In a more somber vein, West names the Achilles heel of the region:

“That is very true of all disputes between the Serbs and the Bulgars that are based on historical grounds. Both parties, and this applies not to old professors but to the man in the streets, start with the preposterous idea that when the Turks were driven out of the Balkans the frontiers recognized when they came in should be re-established, in spite of the lapse of five centuries, and then they are not loyal to it. The frontiers demanded by the extremists on both sides are those which their peoples touched only at moments of their greatest expansion, and they had to be withdrawn afterwards because they could not be properly defended. The ideal Bulgaria which the Bulgarians lust for, and nearly obtained through the Russian-drafted Treaty of San Stefano in 1878, actually existed only during the lifetimes of the Tsar Simeon, who died in the tenth century, and of the Tsar Samuel, who died about a hundred years later.
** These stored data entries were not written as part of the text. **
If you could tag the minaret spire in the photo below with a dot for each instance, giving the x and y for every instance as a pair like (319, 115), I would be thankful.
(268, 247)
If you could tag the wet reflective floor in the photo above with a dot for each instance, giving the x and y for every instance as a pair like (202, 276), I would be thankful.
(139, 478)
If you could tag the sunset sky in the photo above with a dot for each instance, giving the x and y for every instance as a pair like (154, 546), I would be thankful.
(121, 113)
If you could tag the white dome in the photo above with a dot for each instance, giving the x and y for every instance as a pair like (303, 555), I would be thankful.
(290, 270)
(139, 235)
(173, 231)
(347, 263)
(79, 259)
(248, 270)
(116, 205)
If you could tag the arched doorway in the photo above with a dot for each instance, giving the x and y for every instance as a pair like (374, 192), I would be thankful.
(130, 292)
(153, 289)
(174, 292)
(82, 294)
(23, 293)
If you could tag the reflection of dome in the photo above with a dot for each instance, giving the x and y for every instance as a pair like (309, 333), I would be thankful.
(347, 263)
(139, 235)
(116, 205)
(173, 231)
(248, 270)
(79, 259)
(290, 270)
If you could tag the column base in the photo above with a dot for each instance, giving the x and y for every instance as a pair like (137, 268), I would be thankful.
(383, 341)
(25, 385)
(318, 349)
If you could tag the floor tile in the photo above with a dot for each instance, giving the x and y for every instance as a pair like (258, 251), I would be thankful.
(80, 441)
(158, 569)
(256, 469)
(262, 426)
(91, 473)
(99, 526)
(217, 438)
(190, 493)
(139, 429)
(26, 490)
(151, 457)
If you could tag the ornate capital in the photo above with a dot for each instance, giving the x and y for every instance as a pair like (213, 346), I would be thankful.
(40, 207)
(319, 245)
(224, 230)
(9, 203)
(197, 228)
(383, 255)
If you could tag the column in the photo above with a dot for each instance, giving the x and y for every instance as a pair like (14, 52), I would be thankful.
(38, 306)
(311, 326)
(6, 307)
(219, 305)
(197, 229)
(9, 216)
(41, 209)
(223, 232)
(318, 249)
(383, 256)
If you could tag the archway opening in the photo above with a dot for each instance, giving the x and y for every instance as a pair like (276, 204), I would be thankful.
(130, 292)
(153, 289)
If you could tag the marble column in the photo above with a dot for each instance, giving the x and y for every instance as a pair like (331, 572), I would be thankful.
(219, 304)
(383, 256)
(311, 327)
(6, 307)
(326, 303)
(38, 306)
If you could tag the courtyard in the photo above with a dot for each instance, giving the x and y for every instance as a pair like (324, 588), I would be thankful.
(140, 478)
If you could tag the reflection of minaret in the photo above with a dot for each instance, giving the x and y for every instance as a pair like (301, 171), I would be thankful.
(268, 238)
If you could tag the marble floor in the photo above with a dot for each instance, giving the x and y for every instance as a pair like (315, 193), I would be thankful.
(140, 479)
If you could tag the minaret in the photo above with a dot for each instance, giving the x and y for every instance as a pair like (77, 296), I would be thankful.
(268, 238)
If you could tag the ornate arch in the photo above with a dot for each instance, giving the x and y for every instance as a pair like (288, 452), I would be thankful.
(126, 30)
The Serbs are as irritating when they regard their Tsar Dushan not only as an inspiration but as a map-maker, for his empire had fallen to pieces in the thirty-five years between his death and the defeat at Kossovo.”

This was written before World War II, before Communism triumphed, and before Communism fell. It is notable that the Yugoslavians continued to be “irritating” until the irritation grew to such lethal proportions that the country fell apart in the most bloody and horrific of ways and now lies in pieces in a European community those pieces cannot yet fully manage to join. Bulgaria somehow moved on, disputing no borders, making no additional territorial claims officially, its people clamoring for no changes nor hearkening back to empires of the past. Bulgarian textbooks do not teach children about “the Turkish yoke,” but of the Ottoman Empire. Bulgarian politicians of any impact—right, left, and center—generally support Bulgaria’s place in the European Union, looking forward and not back.

Rebecca West died in 1983, just three years after Yugoslavian President for life Josip Broz Tito. Had she lived another decade or two, she might have put on her journalist or essayist hat and revisited those Serbs and Bulgars. I would read that in its entirety with great interest.